[Math Puzzle] Day3

Is this an application of the intermediate value theorum?

If the circle is completely flat its trivial; with the random heights it has to go both up and down over the entire circumference, if we look from the perspective of an observer travelling around the track always looking at the point opposite him say that it starts lower than him, he must eventually go down to that height and the track must come up to meet his height and since it is a continuous track there must therefore be a point where they cross.

If you define the function f(x) (where x is a point on the circle) to be the height at x, then let g(x) = f(x) - f(-x), you can see that g(x) = -g(-x) and it is continuous, so g has to be 0 at some point (by the intermediate value theorem). This can be generalized to a sphere mapping onto two dimensions (for example the temperature and pressure at a point of the earth) and is a well known result in algebraic topology.

red dot is the proof.

actually this is just like that monk problem with the mountain 9am and 12noon going up and down stuff. so i suppose i have seen this before.
put the sol'n back in drawing form i guess if some haven't seen the monk riddle
let A start in green and B start in blue. those 2 paths are arbitrary paths they follow around half of the circle, always remaining opposite. as the red dot shows at some point the paths are same height.
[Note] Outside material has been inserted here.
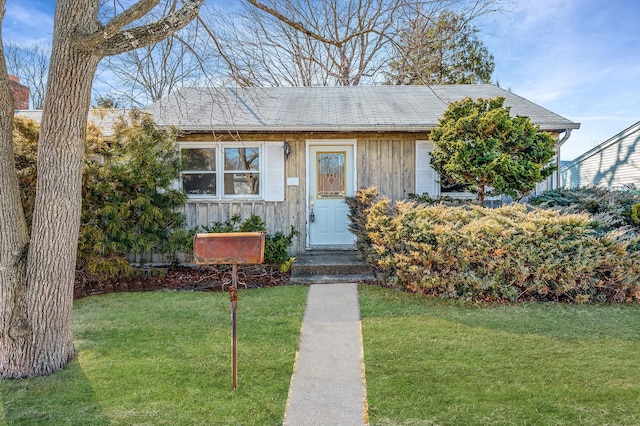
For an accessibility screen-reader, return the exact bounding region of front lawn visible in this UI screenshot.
[0,286,307,425]
[360,286,640,426]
dammit evan give me puzzles i haven't seen before !

Let h(t)=the height of the circle at angle t (pick an arbitary point as 0). h(t) is continuous. i(t)=h(t+pi) is continuous. j(t)=i(t)-h(t) is continous. j(t)=j(t+2*pi). There exists t1, t2 in [0,2*pi) such that j(t1)>=0 and j(t2)<=0. Therefore there exists t3 in [t1,t2] or [t2,t1] such that j(t3)=0.
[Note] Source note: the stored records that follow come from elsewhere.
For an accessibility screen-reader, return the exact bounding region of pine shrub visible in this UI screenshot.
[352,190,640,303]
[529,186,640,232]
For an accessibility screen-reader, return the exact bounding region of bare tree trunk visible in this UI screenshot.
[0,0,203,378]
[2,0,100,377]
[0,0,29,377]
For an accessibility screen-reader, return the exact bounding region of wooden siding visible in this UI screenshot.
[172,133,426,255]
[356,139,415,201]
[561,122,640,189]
Hamster1800 has the solution. For a number of the others, even if you show that the same height is reached at some point, you still haven't shown that your pair of points is at opposite ends of the projected circle.

Since "viewed from above it's a circle", can define a function t:[0, 2pi] -> R which represents the height of the track at each angle, which should be a continuous function. t(0) = t(2pi)

Define f:[0, pi] -> R by f(x) = t(pi + x) - t(x), which is a continuous function as well. Notice f(0) = -f(pi)
if f(0) = 0, done, otherwise can apply intermediate value theorem which says there is a y in (0, pi) such that f(y) = 0.
At this angle and the point opposite of it on the circle, the heights will be the same, since t(pi + y) - t(y) = 0
thus t(pi + y) = t(y).

uhm, if s=cos(s8pi)/cos(8pi), then t=(cos(s8pi)/cos(8pi) should be the same height. Then, it would be opposite of t=s+pi, though I might just be way off. Already had a math exam today, so I don't expect to be right *phuuw*

It nowhere says that the race track must be continuous, I construct my race track as
f(µ)=µ
0=<µ<2pi
The jump makes it a lot more interesting.

I believe a track by definition doesn't need to complete a circuit. However, if this is true, then the problem is unsolvable because you can just make a helix type track. Therefore, I believe it is to be assumed that the track forms a compelte circuit, and the solution is just using IVT.

No, all that is required to just have it be a defined function on the interval µ=[0,2pi), if you just employ the restriction that it needs to be continious you can still get into the problem where it have multiple values at the same angle.